Stanly, in company with Charles Ausburne (DD-570), Foote (DD-511), Converse (DD-509), and Sterett (DD-407), sortied from San Pedro Bay on 4 January 1945 and escorted the landing forces to the San Fabian and Lingayen areas of northen Luzon. Until the 27th, she patrolled the transport areas and stood radar picket duty for the assault forces while the Japanese launched the first major kamikaze onslaught of the war. By 31 January, she was back off Leyte and, four days later, entered Ulithi. On 8 February, she stood out for Saipan and arrived on the 10th. Stanly patrolled off Saipan for six days; then off Iwo Jima from 16 February until 13 March. She returned to Saipan for logistics on 15 March and weighed anchor on the 17th. She put in at Ulithi the next day and stayed until 27 March, undergoing repairs. At the completion of repairs, she headed for Okinawa, where she arrived late on the 31st.
For the first 11 days of April, Stanly moved from station to station around Okinawa on radar picket duty. On the 12th, as the “Divine Wind” again rose to gale force, she was on station north of the island. Cassin Young (DD-793) had just been crashed by a kamikaze, and Stanly was speeding to her station. Soon enemy planes were swarming around her like angry bees, and she maneuvered radically to avoid their deadly sting. In the meantime, Stanly's fighter director team took charge of the stricken destroyer's combat air patrol. Under their direction, the friendly fighters whittled away at the attackers, splashing six “Vals” in rapid succession.
American fighters and kamikazes swirled above Stanly in a grand melee. Suddenly, out of the maelstrom of planes, a baka bomb plunged toward her at a speed in excess of 500 knots. Her assailant's great speed made countermeasures impossible; and so, Stanly absorbed the baka's impact on the starboard side of her bow, five feet above the waterline. Fortunately, the warhead continued through Stanly, passed out her port side, and exploded in the water close aboard. Within minutes of the first attack, another baka whisked over the ship and snatched her ensign from its gaff in passing. It skipped across the water like a flat stone, then disintegrated.
Soon after the second baka's pass, Stanly was ordered to close the transports at Hagushi. On her way, she experienced her third near-fatal encounter of the day when a “Zeke” tried to bomb and crash her in a single pass.

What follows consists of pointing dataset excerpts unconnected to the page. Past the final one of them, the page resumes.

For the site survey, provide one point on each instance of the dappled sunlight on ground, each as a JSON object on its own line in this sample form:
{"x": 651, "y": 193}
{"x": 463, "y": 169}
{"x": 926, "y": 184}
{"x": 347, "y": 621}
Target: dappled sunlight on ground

Stanly's luck held as the bomb fell short and the plane overshot. Miraculously, her total casualties for all the day's action amounted to only three wounded sailors. Late that night, she entered “Busted Ship Bay” at Kerama Retto for repairs.
After 10 days at Kerama, she returned to Okinawa for an anticlimactic period of radar picket duty. She departed with a Ulithi-bound convoy on 5 May and arrived in the lagoon four days later. The destroyer underwent further repairs and exited the lagoon on the 28th for gunnery exercises. During these drills, the barrel blew off her number 5 gun, killing two coxswains. Ironically, Stanly's only mortal casualties of the war occurred during training.
The destroyer moved on to Apra Harbor, Guam, to repair the damaged gun mount. She arrived on 3 June and remained for over two and one-half months undergoing extended availability. She was still there when hostilities ended on 15 August.
On the 20th, Stanly weighed anchor, stopped at Eniwetok and at Pearl Harbor, and entered Mare Island Naval Shipyard on the 30th. On 22 September, while still undergoing overhaul, Stanly was assigned to the Pacific Reserve Fleet.
At the completion of overhaul, she steamed down the coast to San Diego to enter the Reserve Fleet, still in commission. Stanly was decommissioned in October 1946 and shifted her berth to Long Beach, Calif., in January 1947. She remained in the Pacific Reserve Fleet until 1 December 1970 when her name was struck from the Navy list. Her hulk was sold in February 1972 to Chou's Iron & Steel Co., Ltd., for scrapping.
Stanly earned nine battle stars and the Presidential Unit Citation for World War II service.
USS Stanly (DD-478). Originally built with a seaplane catapult in place of her number three 5-inch gun mount, she now resembles other Fletcher-class destroyers except for the 40-millimeter twin antiaircraft mount on her fantail.